Wednesday, May 23, 1984
'I now lived within a fire of unsatisfied longing...I saw the beloved apparition of my dream...I called it my mother....I called it my beloved, and had a premonition of its ripe all-fulfilling kiss...'

-Herman Hesse, Abraxas

I did not realize until reading Hesse again how much I have sought the same ideal. I seek the unity of male and female, spiritual and sensual. I love a woman who is a lover to both woman and man, who is both angel and devil, both pure light and searing fire, both old and wise and childlike and foolish.

She is not the goddess, but she is its analogue, its fleshed symbol. And the unity of myself and her is more than that of an ordinary man and woman. We each are half a divinity and half a worshipper at the same time. United, we take part in the creation of a new universe each day.

May 31, 1984
The trip to L.A. was certainly a mixed bag, or a mixed blessing. A lot of good things and feelings came from it. Sleeping in Venice, walking on the beach together, seeing old friends...

And then, as could perhaps be expected, she pulled away. Lots of reasons, perhaps, for that: tattoo stress; fear of feeling too much...without discussion, I could tell that Jackie's invitation didn't go over well because it was to both of us, as a couple. So much for the dream of finding a truly bisexual woman we both could love. That would have been a wonderful opportunity for us, but Jill's jealousy, which went both ways, I'm sure, would not allow it.

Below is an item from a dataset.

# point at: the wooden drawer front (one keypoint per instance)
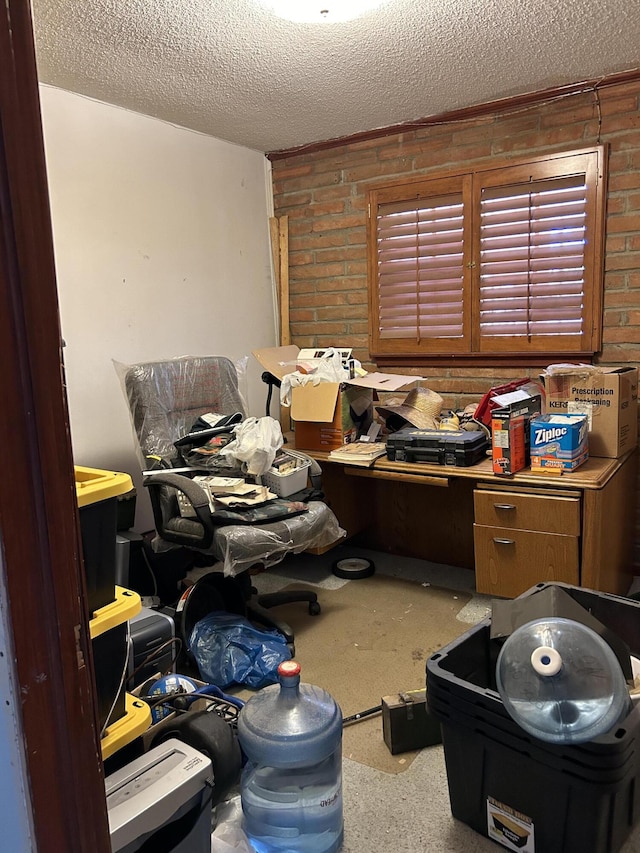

Why does she consistently reject everything good and decent around her? Can't she see that there are true friends who want to help, who would be valuable to listen to, like Terry and Pat? When someone like that comes up with a criticism, the thing to do is ask questions, learn more about what may be wrong-- form a basis for understanding the opinion before rejecting and being defensive about it.

Evil Jewelry? Once upon a time there was a beautiful princess whose mother wanted to buy her a gold symbol to wear around her neck on a gold chain. Now, the princess thought it was a great idea to have the symbol, but she wanted one more meaningful, and not of gold, because gold meant wealth, not spiritual goodness. Times changed, and she ended up with a gold symbol, just like all the other princesses.

But that wasn't enough. Then she bought a gold battleax to hang on her gold chain. The battleax was supposed to mean that she loved women. Sometimes it meant that she hated men. But it, too, was gold. Then her mother gave her a pair of gold earrings. She told her they were a symbol of self-indulgence. They didn't mean anything else.

Once all this gold was in place, there appeared a silver dragon. The dragon was beautiful. He was a symbol of ancient strength and magic. He said 'wear me', and she did. Then he said 'Why all this gold around me? Gold is not magic. It is only wealth. Wear me alone; I am all you need.

So, she did. But then she saw the gold gone away, and she was afraid. People might think she was poor. So, she banished the silver dragon, and called him 'evil'.